“Sure, my momma taught me.”
“You got books?” I asked, taking a step closer.
“We got two Bibles.”
“What’s a Bible?”
“You don’t know what the Bible is?” His mouth opened so I could see a minuscule chip in his front tooth.
“No,” I said. “Else I wouldn’t ask, would I?”
“It’s, like, a big book with stories that God wrote,” he said.
“We got one of those. The Book of Prophecies.”
“But the Bible don’t just have prophecies; it has stories.”
“The Book of Prophecies has stories, too,” I said. “Like Chad and the Golden Bear, and Eric turning blood to gold, and Victor stealing a demon’s pheasant-green slippers that held all its power. And—and Marcus, the first man, who married the first three women, who were born out of three chestnuts in the same lime-colored pod—”
But Jude was shaking his head. “Those sound made up.”
“They’re not. Marcus made all the wheat fields out of the hair of his blond wife, and the trees out of the hair of his brown-haired wife, and fire out of the hair of his redheaded wife. We wouldn’t have fire and trees and wheat if it weren’t for those first wives.”
“That ain’t in the Bible.”
“So?”
“So they ain’t real. They sound like bedtime stories.”
I fell backward a step. Nobody had ever talked like that. If the stories were wrong, the Prophet was wrong, and even thinking that could poison the blood in a person’s veins. God had claimed the Prophet years ago, had cured his astigmatism and taken away his asthma so he no longer needed to puff from his inhaler as he walked across the factory floor. I was there when he took his thick, yellowed glasses in his fists and bent them until they broke. The Prophet was a miracle.
“You—you don’t know what you’re talking about,” I sputtered. “Your Bible’s probably just lies.”
“No, it ain’t! It’s all true and if you think that, you’re not a real Christian.”
“You’re right, I’m not a Christian! I’m a Kevinian.”
“A what?” he asked.
“That’s our religion. Our prophet’s named Kevin.”
“A prophet named Kevin?” Jude scoffed. “Now it’s definitely all made up.”
“How do you know, huh? You’re probably telling tales just so you can be right.”
“No, I ain’t. My daddy taught me everything I know, and he’s not wrong about nothing.”
One of the little twists of his dreadlocks fell onto his forehead and he brushed it aside angrily. All at once, I had to purse my lips to keep down a breathy, giddy laugh. Here I was talking to someone. Fighting with someone. What a novelty. What a prize.
“You didn’t even choose it yourself, then?” I asked. “You just go along with what your daddy says? Some of us make our own decisions. Some of us don’t just think whatever our parents tell us to.” I didn’t mention the fact that everything I believed, I believed because of my parents, too.

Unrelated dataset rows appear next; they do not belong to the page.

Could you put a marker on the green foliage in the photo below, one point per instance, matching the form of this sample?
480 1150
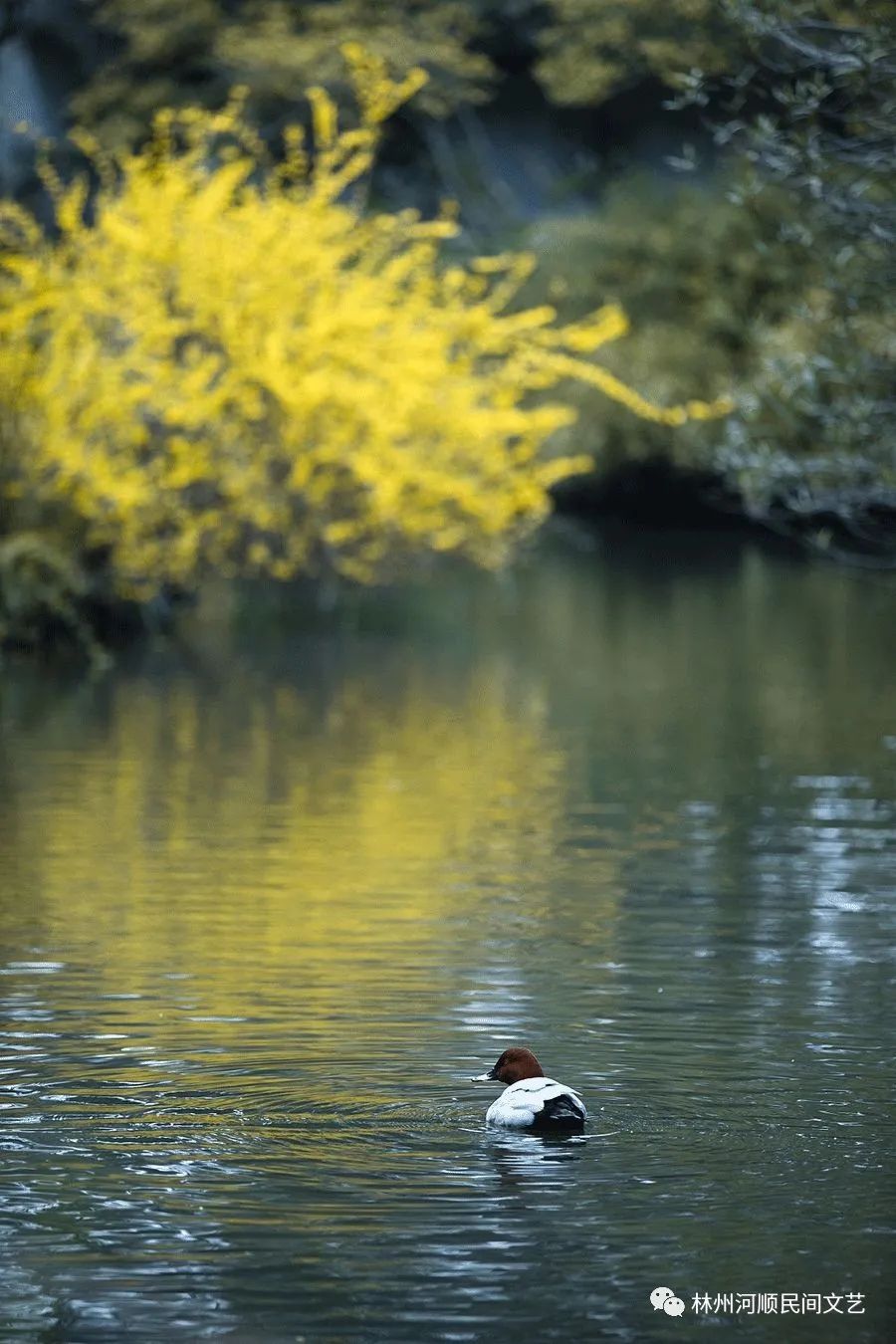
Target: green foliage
591 50
45 597
697 271
176 54
815 430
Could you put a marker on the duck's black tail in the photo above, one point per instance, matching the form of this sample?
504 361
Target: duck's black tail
561 1113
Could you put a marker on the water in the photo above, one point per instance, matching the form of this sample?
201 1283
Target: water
269 902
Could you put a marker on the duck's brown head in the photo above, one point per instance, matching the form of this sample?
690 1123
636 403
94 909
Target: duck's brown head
512 1066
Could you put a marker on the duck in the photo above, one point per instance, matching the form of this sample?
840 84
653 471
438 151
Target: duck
530 1099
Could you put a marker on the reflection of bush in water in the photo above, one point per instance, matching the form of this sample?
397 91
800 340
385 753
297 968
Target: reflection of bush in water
265 830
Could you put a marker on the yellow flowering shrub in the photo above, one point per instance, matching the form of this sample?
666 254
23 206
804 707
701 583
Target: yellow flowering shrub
231 368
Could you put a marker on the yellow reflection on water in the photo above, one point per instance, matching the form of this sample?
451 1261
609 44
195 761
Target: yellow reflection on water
284 844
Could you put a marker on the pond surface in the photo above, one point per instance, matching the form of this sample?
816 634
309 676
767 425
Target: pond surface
269 902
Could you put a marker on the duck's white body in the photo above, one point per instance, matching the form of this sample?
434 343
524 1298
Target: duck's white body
537 1101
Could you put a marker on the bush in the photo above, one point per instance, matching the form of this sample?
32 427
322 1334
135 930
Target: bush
233 369
699 272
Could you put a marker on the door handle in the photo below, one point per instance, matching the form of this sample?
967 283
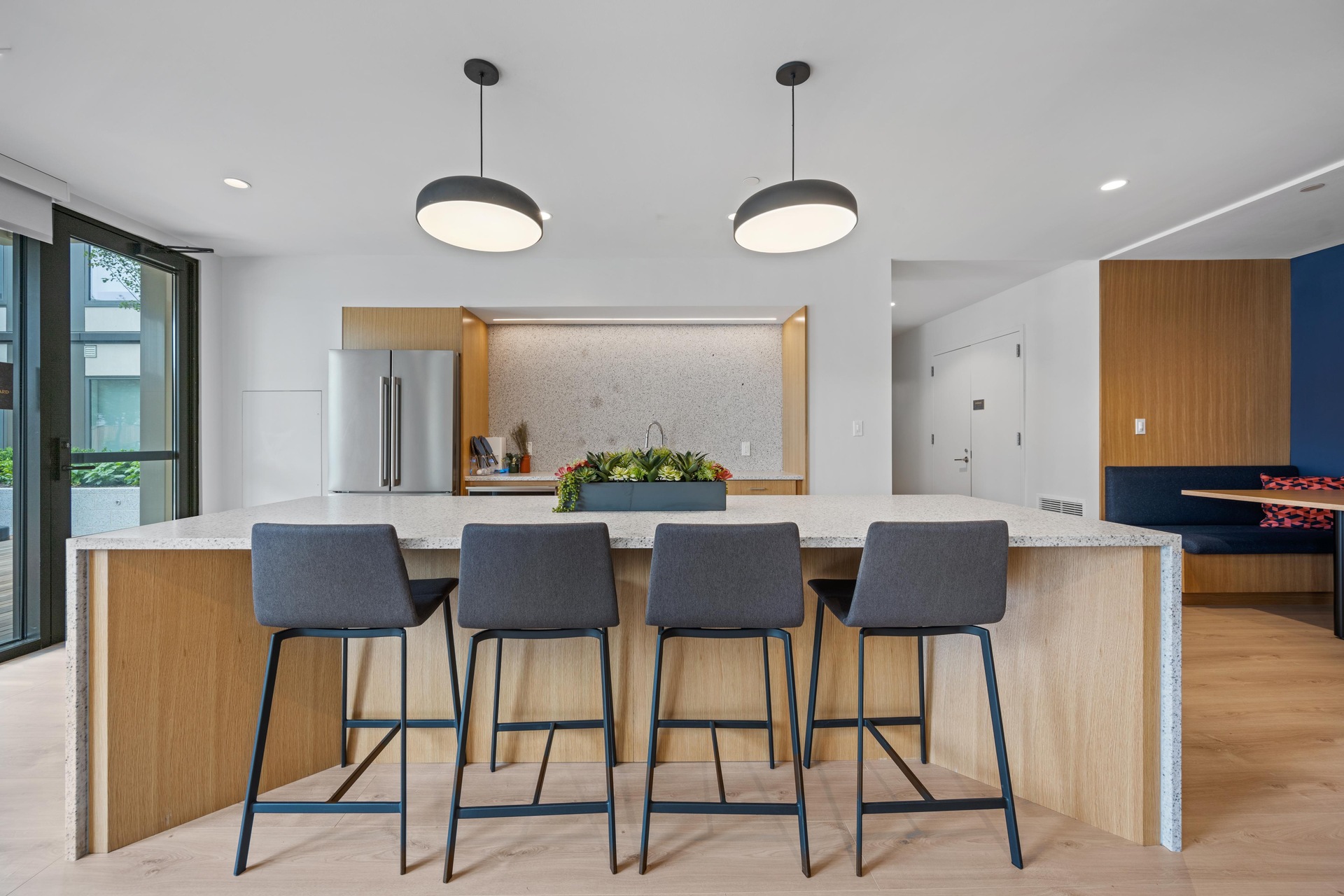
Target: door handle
397 430
382 430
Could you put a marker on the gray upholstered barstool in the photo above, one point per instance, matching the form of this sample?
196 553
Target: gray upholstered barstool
337 582
724 582
528 583
920 580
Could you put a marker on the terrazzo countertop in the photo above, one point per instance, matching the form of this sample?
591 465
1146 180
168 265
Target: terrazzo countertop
436 522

Jude’s face fell. “I have to do what my daddy says.” His voice came quiet.
The sorrow that pounded out of Jude’s eyes made me stagger backward a step. It was hard sorrow, hot sorrow, the kind that’s had a long time to ferment. I couldn’t have known that, in that moment, Jude wasn’t thinking of me but of the empty cavern of his mother’s skull, the after-smell of a gunshot.
“I better go,” I said softly. “I’ll get in trouble if they know I left.”
“Okay,” Jude said. “Maybe . . . maybe we’ll see each other again sometime.”
The wind whipped past my ear, and I imagined it was the Prophet’s cold breath.
I wasn’t supposed to talk to people like Jude. He was a Gentile, an outsider, and that meant he was wrong and wicked and wanted us dead.
Worst of all, he was a Rymanite, people the Prophet had warned us about, people God had abandoned centuries ago, and they were the worst kind of evil.
Except, I thought, and after that nothing was really the same again. Except Jude didn’t seem evil at all.
I clenched and unclenched my fingers.
“Yes,” I said, holding my hand up in a wave. “I know we will.”
Chapter 11
“You’re remembering,” Angel says.
I look up at her. “What are you talking about?”
“They don’t prepare you for the remembering,” she says. “You’ll be staring at the ceiling, at some pattern of light on the metal, and without realizing it you’re back in the house you grew up in. And it’s like you’ve walked right back into that place, the feelings, the smells. All that from some pattern of light your brain recognized. Funny, eh?”
She’s lying on her bunk with her head propped on the wall, feet crossed at the ankles so I can see the dirty soles of her white socks.